A l’auguste émotion que nous communiquaient, hier, ces tragiques nouvelles: «Leconte de Lisle se meurt! Leconte de Lisle est mort!» se mêlent aujourd’hui les détails d’une visite funèbre. Et je me remémorais, durant le trajet qui sépare Versailles de Louveciennes, une autre visite que je fis au Maître, quelques semaines passées. Il était déjà grandement changé, et du fond de son fauteuil, dans le cabinet de travail du boulevard Saint-Michel, il s’écriait en m’apercevant: «Mon ami, c’est un moribond que vous venez voir.»
Mais, au cours de l’entrevue, sa conversation s’animant, toujours pleine de traits et de saillies, avec pourtant quelque chose d’atténué par la douleur et où l’amertume fondait en de la mélancolie, on ne pouvait tenir le grand malheur pour si menaçant; et les plus proches croyaient encore à quelque mal qu’un changement d’air pouvait enrayer, que la paisible et radieuse campagne allait attendrir et mettre en fuite. Et lui-même n’en goûta-t-il pas encore l’illusion, il y a une semaine, quand, sauf des fatigues de Paris, il crut, une journée, retrouver un peu de santé dans l’historique et paisible asile qui avait été la résidence de Fanny?
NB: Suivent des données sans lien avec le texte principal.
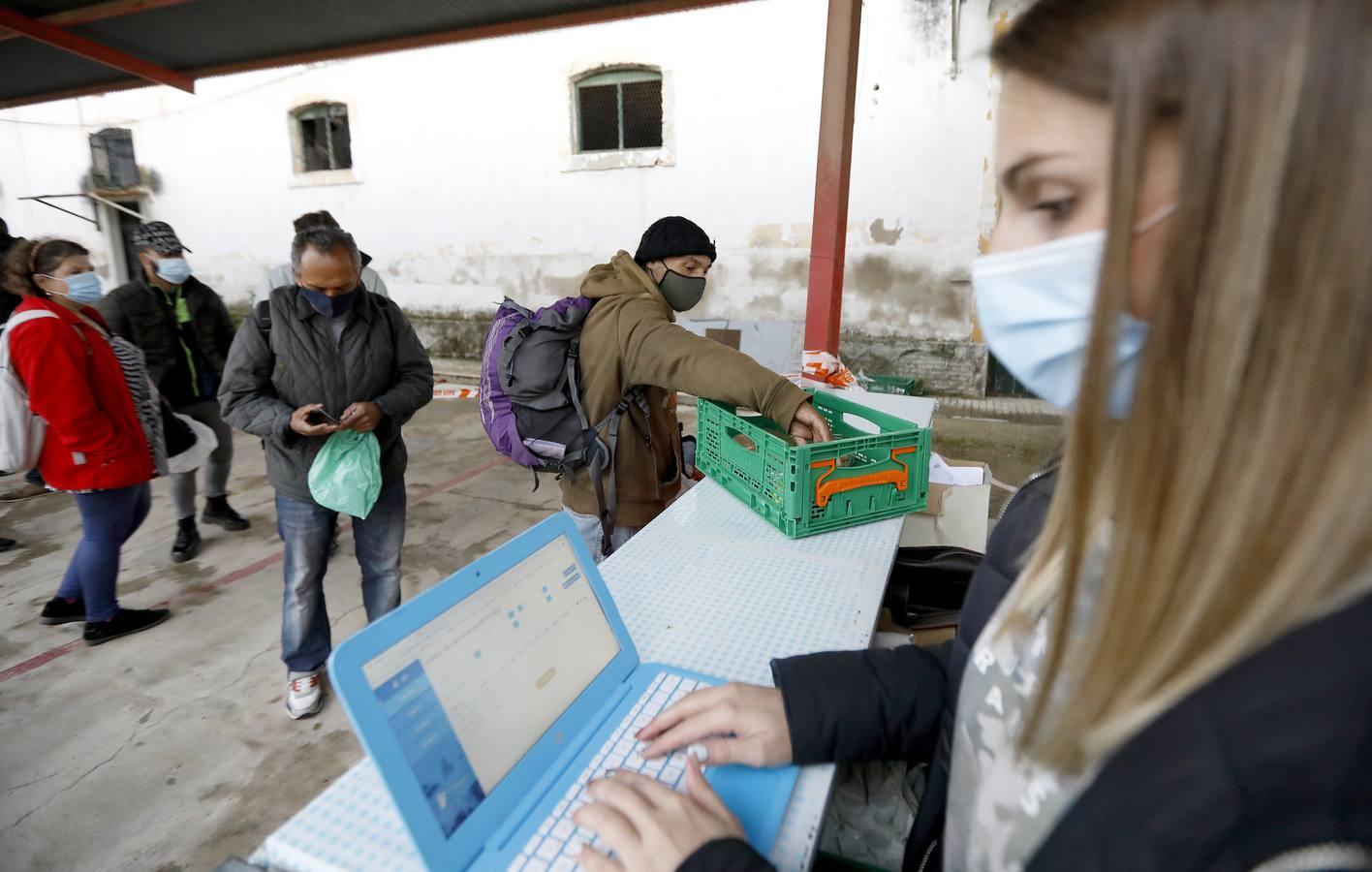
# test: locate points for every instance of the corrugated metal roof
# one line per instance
(204, 37)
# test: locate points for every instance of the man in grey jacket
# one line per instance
(327, 346)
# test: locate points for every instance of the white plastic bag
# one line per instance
(197, 455)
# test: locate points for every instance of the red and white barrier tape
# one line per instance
(454, 391)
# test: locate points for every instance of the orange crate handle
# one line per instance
(826, 487)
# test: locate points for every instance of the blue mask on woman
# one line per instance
(82, 288)
(329, 306)
(1035, 304)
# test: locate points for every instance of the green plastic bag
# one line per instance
(346, 475)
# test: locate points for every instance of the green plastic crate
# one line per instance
(815, 488)
(904, 386)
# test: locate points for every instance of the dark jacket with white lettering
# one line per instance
(1272, 756)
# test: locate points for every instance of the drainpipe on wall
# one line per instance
(833, 165)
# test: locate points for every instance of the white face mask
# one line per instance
(1035, 306)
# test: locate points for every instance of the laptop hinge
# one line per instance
(516, 819)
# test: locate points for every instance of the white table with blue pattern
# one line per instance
(708, 585)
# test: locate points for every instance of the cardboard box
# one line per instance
(939, 492)
(955, 514)
(732, 339)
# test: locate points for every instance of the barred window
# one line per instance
(619, 109)
(326, 141)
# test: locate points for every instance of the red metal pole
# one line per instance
(82, 47)
(101, 12)
(831, 173)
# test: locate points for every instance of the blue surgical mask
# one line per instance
(1035, 307)
(81, 288)
(329, 306)
(173, 269)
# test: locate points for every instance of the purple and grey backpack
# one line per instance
(531, 400)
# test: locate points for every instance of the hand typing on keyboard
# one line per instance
(648, 825)
(568, 838)
(731, 724)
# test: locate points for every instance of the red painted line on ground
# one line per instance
(47, 657)
(33, 663)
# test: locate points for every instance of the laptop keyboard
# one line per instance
(559, 841)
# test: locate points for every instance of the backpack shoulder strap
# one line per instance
(263, 314)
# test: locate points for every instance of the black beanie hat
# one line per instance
(672, 237)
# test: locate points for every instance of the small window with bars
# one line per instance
(619, 109)
(326, 140)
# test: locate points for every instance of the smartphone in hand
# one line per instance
(319, 417)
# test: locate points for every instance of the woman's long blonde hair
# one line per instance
(1237, 492)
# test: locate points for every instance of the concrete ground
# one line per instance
(171, 750)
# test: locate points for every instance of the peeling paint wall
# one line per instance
(464, 191)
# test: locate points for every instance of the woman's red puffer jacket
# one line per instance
(95, 440)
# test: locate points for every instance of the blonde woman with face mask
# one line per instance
(1164, 658)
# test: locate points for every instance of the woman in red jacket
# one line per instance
(96, 445)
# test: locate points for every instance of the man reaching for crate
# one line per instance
(632, 339)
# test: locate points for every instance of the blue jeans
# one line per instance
(108, 520)
(306, 529)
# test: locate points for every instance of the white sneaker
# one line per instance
(303, 694)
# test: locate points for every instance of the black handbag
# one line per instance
(927, 584)
(175, 432)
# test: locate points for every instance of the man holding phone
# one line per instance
(319, 357)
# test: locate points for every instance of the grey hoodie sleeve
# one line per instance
(413, 386)
(247, 396)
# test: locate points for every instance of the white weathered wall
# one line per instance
(460, 158)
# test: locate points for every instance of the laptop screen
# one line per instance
(469, 693)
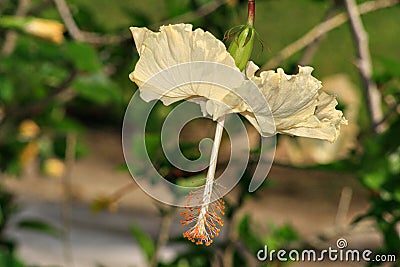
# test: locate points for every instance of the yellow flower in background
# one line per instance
(28, 129)
(49, 30)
Oui, le mal éternel est dans sa plénitude!
L’air du siècle est mauvais aux esprits ulcérés.
Salut, oubli du monde et de la multitude!
Reprends-nous, ô nature, entre tes bras sacrés!
Mais la nature et les soins pieux ne pouvaient plus, hélas! l’une, qu’offrir ses fleurs; les autres, que se répandre devant l’illustre cercueil que nous saluons aujourd’hui. Le banc d’André Chénier, ce banc de pierre où il s’asseyait avec Fanny et dont l’auteur des Poèmes barbares nous parlait avec émotion, ne reçut point de visite d’adieu. Et le banc de Leconte de Lisle, une pierre brisée qu’il avait choisie pour s’y reposer, ajoute un souvenir historique à ces mémorables ombrages.